From: NeilBrown <neilb@suse.com>
To: Linus Torvalds <torvalds@linux-foundation.org>
Cc: "ksummit-discuss@lists.linuxfoundation.org"
<ksummit-discuss@lists.linuxfoundation.org>,
Andy Lutomirski <luto@kernel.org>
Subject: Re: [Ksummit-discuss] [MAINTAINER TOPIC] ABI feature gates?
Date: Mon, 14 Aug 2017 14:19:24 +1000 [thread overview]
Message-ID: <87o9riok6r.fsf@notabene.neil.brown.name> (raw)
In-Reply-To: <CA+55aFxFh8K_HxXEDXGizCj097u7VE8NZB8LpAVEdA2aSYgHHg@mail.gmail.com>
[-- Attachment #1: Type: text/plain, Size: 2604 bytes --]
On Fri, Aug 11 2017, Linus Torvalds wrote:
> On Fri, Aug 11, 2017 at 1:02 AM, NeilBrown <neilb@suse.com> wrote:
>>
>> What do you mean by "upgrade"?
>> Can I upgrade from 3.15 to 3.16-rc1? If not, why not?
>
> Yes..
>
> Of course, bugs happen, and then they get fixed.
>
> But yes, even including things like -rc1 (or just "random untagged
> kernel of the day") you should
>
> (a) feel safe in always upgrading to any higher version (I *hope* you
> can always also downgrade to a lower kernel version, but obviously at
> some point user space may start depending on newer features that
> simply don't exist in older kernels).
>
> (b) also feel that if something breaks, it's a bug, and people will
> take it seriously and not dismiss it with some crazy "N+1 version"
> excuse.
I think the issue is that some of us would like a clearer statement on
what values of "some point" we will honor, and which values are
crazy-talk.
This related slightly to your comment:
>
> And then I say "if it took you three years to upgrade and notice a
> behavioral change that nobody else noticed, it's no longer _our_
> fault".
Can we also say "if you started depending on an API that has only been
in the kernel for 3 weeks and we had to revise it, then it not _our_
fault if you depend on it already"??
In the original post in this thread, Andy seemed to think that as long
as it gets "fixed before the next real release", we are safe. Your
comments could be read to mean that you don't agree and that there is no
clear line at which we are safe.
You mentioned trust earlier:
> The whole point is that users are supposed to be able to *trust*
> the kernel.
I agree, but I think trust works best if it works both ways. Can we
trust application developers not to depend on an API which hasn't
reached maturity? I think we can if we tell them what we expect - what
constitutes "maturity" - and make it a reasonable expectation. Do we
have to declare "maturity" the moment an API hits mainline (or hits
-next, or hits mailing lists), or can we negotiate a formal grace
period?
Yes, "no regressions" is an import rule that should remain, but there
has always been a loophole. The loophole is "no harm, no foul". If we
can negotiate an understanding that results in "no harm" from early
revisions to an API, then those revisions will not cause actual
regressions. "No foul".
But maybe I'm wrong and all the people talking about automatic tooling
to discover and highlight API changes in linux-next are on the right
track... or would be if everything actually went through linux-next.
Thanks,
NeilBrown
[-- Attachment #2: signature.asc --]
[-- Type: application/pgp-signature, Size: 832 bytes --]

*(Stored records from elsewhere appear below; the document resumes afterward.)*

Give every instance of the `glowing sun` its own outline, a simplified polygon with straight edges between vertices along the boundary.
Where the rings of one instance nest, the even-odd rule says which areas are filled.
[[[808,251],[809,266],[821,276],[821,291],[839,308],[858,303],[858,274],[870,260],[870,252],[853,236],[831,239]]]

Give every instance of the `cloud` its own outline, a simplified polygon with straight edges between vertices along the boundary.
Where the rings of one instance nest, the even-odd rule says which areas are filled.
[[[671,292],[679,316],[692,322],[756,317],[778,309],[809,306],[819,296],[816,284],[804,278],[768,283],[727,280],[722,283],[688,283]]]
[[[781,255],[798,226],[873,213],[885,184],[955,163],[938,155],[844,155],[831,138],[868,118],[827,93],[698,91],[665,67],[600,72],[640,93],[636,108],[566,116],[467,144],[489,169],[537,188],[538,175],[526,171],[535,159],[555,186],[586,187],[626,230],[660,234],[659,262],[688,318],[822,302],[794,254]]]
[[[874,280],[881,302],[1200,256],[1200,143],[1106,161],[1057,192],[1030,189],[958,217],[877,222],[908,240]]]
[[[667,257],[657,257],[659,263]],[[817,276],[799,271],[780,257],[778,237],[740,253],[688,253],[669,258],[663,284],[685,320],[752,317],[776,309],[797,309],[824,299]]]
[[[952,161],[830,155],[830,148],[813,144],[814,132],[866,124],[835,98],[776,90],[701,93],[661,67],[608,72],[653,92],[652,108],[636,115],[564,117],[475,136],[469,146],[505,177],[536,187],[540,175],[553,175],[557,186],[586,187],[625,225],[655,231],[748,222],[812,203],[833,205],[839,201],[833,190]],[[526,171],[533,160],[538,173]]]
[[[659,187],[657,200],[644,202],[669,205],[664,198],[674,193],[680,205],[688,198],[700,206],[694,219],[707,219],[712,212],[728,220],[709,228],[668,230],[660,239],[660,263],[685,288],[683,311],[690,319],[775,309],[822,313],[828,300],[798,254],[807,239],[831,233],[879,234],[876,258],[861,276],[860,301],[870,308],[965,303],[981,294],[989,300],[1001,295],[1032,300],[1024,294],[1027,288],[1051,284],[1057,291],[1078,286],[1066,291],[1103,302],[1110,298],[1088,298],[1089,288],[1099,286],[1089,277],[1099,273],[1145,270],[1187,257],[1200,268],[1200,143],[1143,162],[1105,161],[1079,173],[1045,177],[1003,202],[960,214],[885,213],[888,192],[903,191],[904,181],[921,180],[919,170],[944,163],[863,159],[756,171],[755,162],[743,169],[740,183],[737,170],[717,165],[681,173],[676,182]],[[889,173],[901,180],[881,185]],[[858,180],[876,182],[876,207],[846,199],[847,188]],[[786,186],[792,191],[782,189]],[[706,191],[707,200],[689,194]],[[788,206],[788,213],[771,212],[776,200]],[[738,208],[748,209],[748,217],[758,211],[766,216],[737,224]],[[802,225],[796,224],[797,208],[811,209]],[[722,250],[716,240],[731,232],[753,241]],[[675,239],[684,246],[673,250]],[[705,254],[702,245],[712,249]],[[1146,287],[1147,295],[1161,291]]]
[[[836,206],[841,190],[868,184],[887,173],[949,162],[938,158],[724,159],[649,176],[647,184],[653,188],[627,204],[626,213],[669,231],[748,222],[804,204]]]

next prev parent reply other threads:[~2017-08-14 4:19 UTC|newest]
Thread overview: 37+ messages / expand[flat|nested] mbox.gz Atom feed top
2017-08-04 1:16 Andy Lutomirski
2017-08-04 1:30 ` Greg KH
2017-08-04 4:15 ` Andy Lutomirski
2017-08-04 5:08 ` Sergey Senozhatsky
2017-08-04 8:23 ` Daniel Vetter
2017-08-04 2:26 ` Theodore Ts'o
2017-08-04 3:27 ` Stephen Rothwell
2017-08-04 5:13 ` Julia Lawall
2017-08-04 14:20 ` Theodore Ts'o
2017-08-04 15:47 ` Julia Lawall
2017-08-04 8:42 ` Jiri Kosina
2017-08-04 8:53 ` Hannes Reinecke
2017-08-04 16:04 ` Greg KH
2017-08-04 17:14 ` Theodore Ts'o
2017-08-04 17:53 ` Greg KH
2017-08-04 22:52 ` Joe Perches
2017-08-09 20:06 ` Geert Uytterhoeven
2017-08-14 19:49 ` Steven Rostedt
2017-08-14 19:51 ` Linus Torvalds
2017-08-15 7:13 ` Julia Lawall
2017-08-04 8:57 ` Julia Lawall
2017-08-04 11:27 ` Michael Kerrisk (man-pages)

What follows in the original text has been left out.